Wednesday, September 1, 2010

Road Trip: DNA

On Monday, I traveled to Mount Laurel, New Jersey for a seminar on nursing malpractice for my continuing legal education requirement that New Jersey decided is required of its attorneys. (Since I am both, the seminar suited me just fine.) Mount Laurel is outside of Philadelphia and required a two and a half hour drive. Such trips distress me because I pass so many other places of interest to my genealogical pursuits. I drove through Griggstown. I wanted to stop and explore if the town has anything to do with Helen Grigg (1873-1951), the second wife of Solomon S. Middleton (1846-1924). I had to keep driving. I have things to see in Philadelphia- should I have seen if any libraries were open that evening, after the seminar? I passed cemeteries. Some looked very old. Could they be undocumented and contain a relative that I could find serendipitously? I kept driving.

I had to make some use of the trip. I ended up visiting my father’s sister for her DNA for submission to She is in south Jersey, but on the other side of the state, near the shore. It’s a small state, but with traffic, it took over an hour.

I think of DNA for genealogical purposes as a math problem, where you get the answer first, and figure out the computation later.

When started offering DNA testing, I ordered the kit. A male relative had to submit his DNA, so I used my father’s DNA. The result: the five closest relatives in the database are within 25-30 generations. Nothing closer. So far, the farthest I can document his paternal line is to his great grandfather, Herman Lutter, born around 1860. The drawback to this testing is that it tests only the direct paternal line. A person’s lines double with each generation: two parents, four grandparents, eight great grandparents, sixteen great great grandparents, and so on to the start of the human race (or whatever you think started this). So if I have this correct, my father’s test shows a tiny little fraction of my heritage.
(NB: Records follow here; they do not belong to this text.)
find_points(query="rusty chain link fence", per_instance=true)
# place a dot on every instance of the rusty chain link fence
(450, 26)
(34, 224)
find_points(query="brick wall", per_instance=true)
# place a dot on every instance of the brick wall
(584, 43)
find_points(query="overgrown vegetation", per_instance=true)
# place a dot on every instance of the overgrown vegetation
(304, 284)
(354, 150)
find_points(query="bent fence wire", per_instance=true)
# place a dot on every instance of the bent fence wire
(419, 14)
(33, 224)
After thought and correspondence, I ordered the female DNA test kit for myself. If I have this figured out correctly, it will show only my matriarchal line by looking at the mitochondria in the cells. I have such a line documented through my great great grandmother, Bridget A. Sheehey, born in Ireland around 1857.
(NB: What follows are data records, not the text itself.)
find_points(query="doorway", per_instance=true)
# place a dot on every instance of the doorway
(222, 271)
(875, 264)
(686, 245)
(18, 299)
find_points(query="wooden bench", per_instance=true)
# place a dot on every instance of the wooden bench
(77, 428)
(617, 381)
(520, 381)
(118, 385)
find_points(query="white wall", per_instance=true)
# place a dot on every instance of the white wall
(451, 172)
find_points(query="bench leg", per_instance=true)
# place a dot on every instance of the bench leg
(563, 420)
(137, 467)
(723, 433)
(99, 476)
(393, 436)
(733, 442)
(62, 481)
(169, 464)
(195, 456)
I also ordered a test kit for my father’s sister. Her test should reveal her maternal line, which I have traced through to her great great great grandmother, Catherine Eckler, born about 1835.
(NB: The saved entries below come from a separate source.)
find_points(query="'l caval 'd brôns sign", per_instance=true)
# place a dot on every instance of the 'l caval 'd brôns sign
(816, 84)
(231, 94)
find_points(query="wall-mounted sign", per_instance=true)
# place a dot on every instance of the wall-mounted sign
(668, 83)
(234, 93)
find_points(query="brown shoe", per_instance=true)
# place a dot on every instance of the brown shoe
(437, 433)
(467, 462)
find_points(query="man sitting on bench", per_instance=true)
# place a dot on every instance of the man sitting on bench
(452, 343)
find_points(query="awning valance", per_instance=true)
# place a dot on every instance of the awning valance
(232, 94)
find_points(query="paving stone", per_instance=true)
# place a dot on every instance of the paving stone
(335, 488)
So am I supposed to track down a bunch of relatives to document different lines through DNA? Or can I just pay a small fortune to have one of those crime lab DNA tests?

I will let you know what these maternal mitochondrial DNA tests reveal.

1 comment:

  1. You can take the new autosomal tests Family Finder at FTDNA or Relative Finder at 23andMe, rather than tracking down all of your different relatives for DNA testing. These types of test cover all of your autosomal DNA, so you theoretically can find matches to ANY of your ancestral lines in the database. It is new and a lot more work than the tests that focus on just one line like the Y-DNA and mtDNA tests. There really is a place in our research for both kinds: one wide-focused, but unlimited and one narrow-focused on a specific line (that as you correctly noted is only a small percentage of your DNA).